Karina Gutsche takes pride in tradition.
While some may rebel against it, the 19-year-old center back for the University of Florida women’s soccer team is defined by it.
Soccer has been in Gutsche’s family for generations. It is a tradition for the father figure of the family to teach his children the game and to keep the family active.
The tradition of playing soccer started with her grandfather’s desire to perform, playing soccer with friends to stay active for a life defined by fitness.
Gutsche’s grandfather, better known to her as ‘Opa,’ left Germany decades ago to start a family in Rochester, N.Y., with her grandmother.
The grandparents created their own circus act, ultimately making them popular enough to appear on the Ed Sullivan Show during the 1960s.
Gutsche said when she was a kid she would tag along with her grandparents after shows in the circus tent and meet the performers.
She even got an unexpected surprise.
“I was able to sit on top of a baby elephant that they were training for shows,” Gutsche said. “It was so exciting being so young and around all these animals.”
But the real passion Gutsche’s grandparents passed on was their love of soccer.
Her grandfather taught her father, and he passed down the passion for soccer to Gutsche and her younger brother and sister.
“My dad loves soccer,” Gutsche said. “He really wanted us [Gutsche and her siblings] to play, but if we didn’t want to we didn’t have to. I just knew it was in my heart to play.”
Starting soccer at age 3, Gutsche played for a YMCA youth team in her hometown of Valrico, Fla. Her father coached her throughout her youth soccer days, and her ‘Opa’ was at every game cheering from the sidelines up until his passing in 2001.
“I was still in recreational soccer when my grandpa passed away, and I remember it was really hard for me to play because he was always at my games,” Gutsche said. “Whether he knew what was going on or not, he was still there.”
The then 8-year-old athlete had bouts where she thought about giving up the game.
“There were times where I wanted to stop and not play, but luckily I had my parents keep telling me ‘you shouldn’t, you love it, it’s who you are,’” Gutsche said.
Despite the tough times, Gutsche worked hard and got on roster for the Newsome High School girls’ soccer team.
Her father still kept her focused, coming to every game and reminding her of the tradition.
“Any success I’ve had on the field was impacted by my Opa and my dad,” Gutsche said. “We would say a prayer before each game to remind us of his [Opa’s] support.”
Florida head coach Becky Burleigh recruited the college-bound athlete in 2011.
The five-foot-five sophomore has since become a staple on the soccer field. Stepping up from outside back to the leading defensive role of center back during the Fall 2012 season, Gutsche took her tradition and made herself an unstoppable force.

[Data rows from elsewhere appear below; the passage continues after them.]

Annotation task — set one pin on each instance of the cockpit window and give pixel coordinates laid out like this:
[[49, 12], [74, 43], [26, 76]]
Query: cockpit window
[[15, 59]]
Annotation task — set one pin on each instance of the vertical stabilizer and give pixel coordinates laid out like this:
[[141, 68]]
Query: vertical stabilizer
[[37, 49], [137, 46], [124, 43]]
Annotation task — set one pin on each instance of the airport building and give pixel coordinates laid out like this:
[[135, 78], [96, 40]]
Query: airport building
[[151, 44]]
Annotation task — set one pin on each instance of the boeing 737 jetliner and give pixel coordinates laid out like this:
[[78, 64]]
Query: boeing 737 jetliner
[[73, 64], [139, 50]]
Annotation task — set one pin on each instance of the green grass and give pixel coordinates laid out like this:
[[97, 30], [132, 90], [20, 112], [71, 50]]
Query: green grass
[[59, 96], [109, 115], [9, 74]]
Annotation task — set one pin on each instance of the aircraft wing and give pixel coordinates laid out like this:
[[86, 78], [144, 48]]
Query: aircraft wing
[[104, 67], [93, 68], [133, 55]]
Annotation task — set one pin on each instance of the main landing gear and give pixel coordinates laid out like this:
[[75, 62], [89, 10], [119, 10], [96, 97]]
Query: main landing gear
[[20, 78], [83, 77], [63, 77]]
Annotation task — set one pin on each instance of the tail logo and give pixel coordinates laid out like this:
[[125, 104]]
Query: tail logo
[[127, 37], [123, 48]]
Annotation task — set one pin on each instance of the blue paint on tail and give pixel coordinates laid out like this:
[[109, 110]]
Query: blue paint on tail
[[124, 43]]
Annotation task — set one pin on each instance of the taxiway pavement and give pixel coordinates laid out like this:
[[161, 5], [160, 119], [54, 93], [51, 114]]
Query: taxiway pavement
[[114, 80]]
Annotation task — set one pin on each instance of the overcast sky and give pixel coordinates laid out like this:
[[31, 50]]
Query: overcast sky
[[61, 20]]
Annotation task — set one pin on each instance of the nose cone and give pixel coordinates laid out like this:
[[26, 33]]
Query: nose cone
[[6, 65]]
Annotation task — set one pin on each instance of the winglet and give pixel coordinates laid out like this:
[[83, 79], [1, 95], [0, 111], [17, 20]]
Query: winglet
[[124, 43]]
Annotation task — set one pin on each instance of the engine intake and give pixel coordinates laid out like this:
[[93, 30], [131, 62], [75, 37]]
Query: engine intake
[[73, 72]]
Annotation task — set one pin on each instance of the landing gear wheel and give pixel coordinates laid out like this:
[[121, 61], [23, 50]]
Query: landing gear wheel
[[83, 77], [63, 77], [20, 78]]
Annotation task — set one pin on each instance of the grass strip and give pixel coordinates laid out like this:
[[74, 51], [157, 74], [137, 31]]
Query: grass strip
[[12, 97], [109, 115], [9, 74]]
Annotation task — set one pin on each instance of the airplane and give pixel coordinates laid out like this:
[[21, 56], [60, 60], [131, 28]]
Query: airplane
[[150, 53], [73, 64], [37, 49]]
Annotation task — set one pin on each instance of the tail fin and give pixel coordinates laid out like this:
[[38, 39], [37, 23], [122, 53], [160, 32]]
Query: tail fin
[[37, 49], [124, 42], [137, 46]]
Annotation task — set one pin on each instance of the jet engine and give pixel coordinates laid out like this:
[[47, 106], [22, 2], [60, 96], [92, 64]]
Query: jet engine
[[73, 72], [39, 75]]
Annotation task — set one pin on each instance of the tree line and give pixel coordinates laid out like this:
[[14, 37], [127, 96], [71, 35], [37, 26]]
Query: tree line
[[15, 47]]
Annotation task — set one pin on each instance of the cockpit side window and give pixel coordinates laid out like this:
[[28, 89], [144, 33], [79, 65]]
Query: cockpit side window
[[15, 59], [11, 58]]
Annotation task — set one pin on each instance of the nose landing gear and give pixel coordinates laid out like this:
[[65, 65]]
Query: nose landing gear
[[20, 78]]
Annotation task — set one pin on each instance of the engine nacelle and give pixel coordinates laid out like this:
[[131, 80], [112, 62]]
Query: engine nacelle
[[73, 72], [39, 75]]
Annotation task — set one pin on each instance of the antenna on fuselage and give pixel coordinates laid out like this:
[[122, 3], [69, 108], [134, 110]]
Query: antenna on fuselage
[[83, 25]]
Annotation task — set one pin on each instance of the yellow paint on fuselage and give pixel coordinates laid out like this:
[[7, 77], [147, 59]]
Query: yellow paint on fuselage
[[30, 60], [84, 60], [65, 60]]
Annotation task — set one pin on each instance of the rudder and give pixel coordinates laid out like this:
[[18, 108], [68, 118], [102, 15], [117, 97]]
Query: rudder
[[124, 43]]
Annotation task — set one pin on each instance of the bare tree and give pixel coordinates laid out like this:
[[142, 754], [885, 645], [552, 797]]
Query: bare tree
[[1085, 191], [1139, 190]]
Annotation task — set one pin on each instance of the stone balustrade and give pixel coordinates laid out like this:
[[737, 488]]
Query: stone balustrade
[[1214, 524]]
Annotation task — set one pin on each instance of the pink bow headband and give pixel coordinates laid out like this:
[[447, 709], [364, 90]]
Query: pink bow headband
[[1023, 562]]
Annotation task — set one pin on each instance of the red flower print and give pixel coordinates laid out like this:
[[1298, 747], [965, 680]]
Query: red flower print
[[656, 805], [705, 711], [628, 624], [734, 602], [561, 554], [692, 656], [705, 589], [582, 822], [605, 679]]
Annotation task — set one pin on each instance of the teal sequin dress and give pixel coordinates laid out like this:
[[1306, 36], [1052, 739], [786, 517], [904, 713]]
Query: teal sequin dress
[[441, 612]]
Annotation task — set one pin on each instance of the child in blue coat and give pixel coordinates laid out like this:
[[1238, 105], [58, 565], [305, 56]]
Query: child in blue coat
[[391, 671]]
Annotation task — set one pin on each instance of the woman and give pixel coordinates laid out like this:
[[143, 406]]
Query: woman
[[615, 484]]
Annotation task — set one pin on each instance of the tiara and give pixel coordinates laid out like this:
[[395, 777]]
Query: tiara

“It’s my pride,” Gutsche said. “I always have to be the one who defends leaving nothing behind. That’s kind of the mindset I’ve always had.”
Since Gutsche traded up, Florida only allowed one goal in the first five games she played.
The sophomore has played 832 minutes on the field, a total of 17 games in Fall 2012. In nine of those games she led the defense in the center back role.
Gutsche said being a leader in her position inspires her to become a leader for the team as a whole.
“Center back was a leadership position that was thrown upon me, as Becky [Burleigh] would say,” Gutsche said. “I want to be a more vocal leader on and off the field.”